FilmFilm Review

Review: The Comedy-Drama ‘Welcome to the Men’s Group’

Welcome to the Men’s Group is the debut feature from co-scripter, director, producer and star Joseph Culp (son of Robert). A bit talky and a bit long, it manages to develop into a rather powerful commentary about the American male’s place in contemporary society, courtesy of a sharply observed script by Culp and co-writer Scott Ben-Yashar.

With its frequent scenes of intimate confessions and nerves rubbed raw, it almost feels like a heterosexual version of Mart Crowley’s groundbreaking The Boys in the Band.

Each month, a group of seemingly upscale and content Los Angeles men get together to discuss their lives, jobs and relationships. Today, the meeting is taking place at the beautiful new home of the on-edge Larry (Timothy Bottoms).

The other members of the group gradually arrive, including Carl (Steven Tobolowsky), who is displaying some issues of his own, and Eddie (Terence J. Rotolo), whose aggressive display of machismo is a cover for his deep-seated anger.

L-R: David Clennon, Joseph Culp, Ali Saam and Terence J. Rotolo in ‘Welcome to the Men’s Group.’

Michael (Culp), the group’s founder, brings along a potential new member, Tom (Mackenzie Astin) and things get off to a rocky start when another member Mohammad (Ali Saam) bridles at the appearance of the unexpected newcomer. The first of many arguments breaks out as each man offers his opinion.

A cease-fire is reached long enough for them to share a bountiful breakfast before beginning the “ceremony,” and Tom can only watch in bemusement as they open with a chant: “We shall take responsibility for the history of men’s violence against women.” Then, it’s time for each man to speak, which starts the battle all over again.

It becomes clear that this group of supposedly affluent and satisfied men is burdened with plenty of problems — bankruptcy, deceit, marital discord and sex addiction, to name a few. At first, each member’s confession is met with sneering retorts from the others, who order him to “man up.” As tempers flare and the disputes become physical, Carl makes a radical move that dramatically transforms the meeting’s mood.

Buoyed by a strong cast, Welcome to the Men’s Group has many high points in spite of its length and verbosity. Bottoms and Culp are solid as the de facto leaders of the group, and the always-reliable Tobolowsky is hilarious as the clearly off-his-rocker Carl. David Clennon is also a delight as Fred, the free-spirited eldest member, who doles out hippie-tinged opinions.

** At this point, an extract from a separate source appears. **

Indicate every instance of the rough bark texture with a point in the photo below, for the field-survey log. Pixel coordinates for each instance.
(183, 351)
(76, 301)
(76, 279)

Astin’s Tom provides a conduit for the audience, as he wears a perpetual “What the hell is going on?” expression as the group carries on.

At times, Men’s Group feels like a filmed stageplay (inviting another comparison to Boys), but Culp helps to open it up with flashbacks and animation segments. The cinematography by Monty Rowan and the score by Dan Radlauer are also assets.

Welcome to the Men’s Group is available on VOD beginning Friday, Nov. 9, 2018.